Robert Klatt
Die Covid-19-Sterblichkeit ist laut einer Modellrechnung mehr als doppelt so hoch wie von der WHO angegeben.
Seattle (U.S.A.). Laut Zahlen der Weltgesundheitsorganisation (WHO) sind bisher (Stand 07. Mai 2021) an Covid-19 weltweit 3,2 Millionen Menschen gestorben. Das Institute for Health Metrics and Evaluation (IHME) an der School of Medicine der University of Washington in Seattle hat nun errechnet, dass die tatsächlichen Todeszahlen von Covid-19 bereits bei 6,9 Millionen Menschen liegen. Auch in Deutschland gibt es demnach starke Abweichungen. Laut des Robert Koch-Institut (RKI) sind hier 84.400 Menschen an Covid-19 verstorben, laut dem IHME fast 121.000 Menschen.
Ähnliche Abweichungen gibt es laut dem IHME auch für die meisten anderen Länder wie zum Beispiel:
Land | Covid-19-Tote (WHO) | Covid-19-Tote (IHME) |
---|---|---|
USA |
574.000 |
905.000 |
Russland |
109.000 |
593.000 |
Ägypten |
13.500 |
170.000 |
Kasachstan |
5.600 |
82.000 |
Indien |
221.000 |
654.000 |
Es geht dabei nur um Todesfälle, die direkt durch SARS-SoV-2 ausgelöst wurden. Weitere indirekte Todesfälle wie das häufigere Auftreten des plötzlichen Herztods außerhalb von Kliniken während der Covid-19-Pandemie wurden nicht erfasst. Am stärksten betroffen sind von der Covid-19-Pandemie nach Regionen zusammengefasst die Karibik, Lateinamerika, Mittel- und Osteuropa sowie Zentralasien.
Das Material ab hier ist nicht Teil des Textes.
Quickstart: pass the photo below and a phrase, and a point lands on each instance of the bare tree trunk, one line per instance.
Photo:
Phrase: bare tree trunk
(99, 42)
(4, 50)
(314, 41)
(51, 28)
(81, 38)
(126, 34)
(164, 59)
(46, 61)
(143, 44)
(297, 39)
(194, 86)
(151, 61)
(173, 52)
Die hohen Abweichungen zwischen den offiziellen Todeszahlen und den vom IHME errechneten Todeszahlen liegen laut den Wissenschaftlern hauptsächlich an den Testkapazitäten. In vielen Ländern werden Covid-19-Todesfälle nicht gemeldet, weil diese nur erkannt oder dokumentiert werden, wenn sie im Krankenhaus oder bei einem Patienten mit einer bestätigten Infektion aufgetreten waren. Verstärkt wird dieses Problem laut dem IHME in vielen ärmeren Regionen durch den schlechten Zugang zu medizinischer Versorgung und die mangelnden Gesundheitsmeldesysteme.
Auch in vielen Ländern mit hohen Ländern wurden Covid-19-Todesfälle von älteren Menschen, besonders wenn diese in Langzeitpflegeeinrichtungen lebten, in den ersten Monaten der Covid-19-Pandemie nicht dokumentiert. Daten aus Ländern wie Ecuador, Peru und Russland liefern laut dem IHME deshalb klar Hinweise darauf, dass eine enorme Diskrepanz zwischen den gemeldeten und tatsächlichen Todesfällen existiert. Dies zeigt, dass die Gesamt-Covid-19-Sterblichkeitsrate deutlich größer ist als in den offiziellen Daten der WHO und der lokalen Gesundheitsbehörden genannt wird.
Das IHME hat deshalb die erwarteten Covid-19-Todesfälle mit einer Modellrechnung, die alle Ursachen auf Basis von Saisonalitäten und Trends vor der Covid-19-Pandemie mit der Anzahl der Todesfälle, während der Covid-19-Pandemie vergleicht, neu ermittelt. Sie konnten so das Maß der Übersterblichkeit, während der Covid-19-Pandemie bestimmen. Abgezogen wurden davon alle Todesfälle, die nur indirekt durch das Virus verursacht wurden.
Laut Dr. Chris Murray, IHME-Direktor hilft das Modell Ländern sich besser auf die Pandemie einzurichten. Die Analyse zeigt überdies, wie problematisch es ist, eine neue und sich schnell verbreitende Viruserkrankung zu erfassen. In Zukunft möchte das IHME deshalb auf Basis des Modells eine wöchentlich aktualisierte Prognose veröffentlichen. Laut den aktuellen Berechnungen könnten demnach im schlimmsten Fall bis September 2021 weltweit mehr als zehn Millionen Menschen an Covid-19 gestorben sein.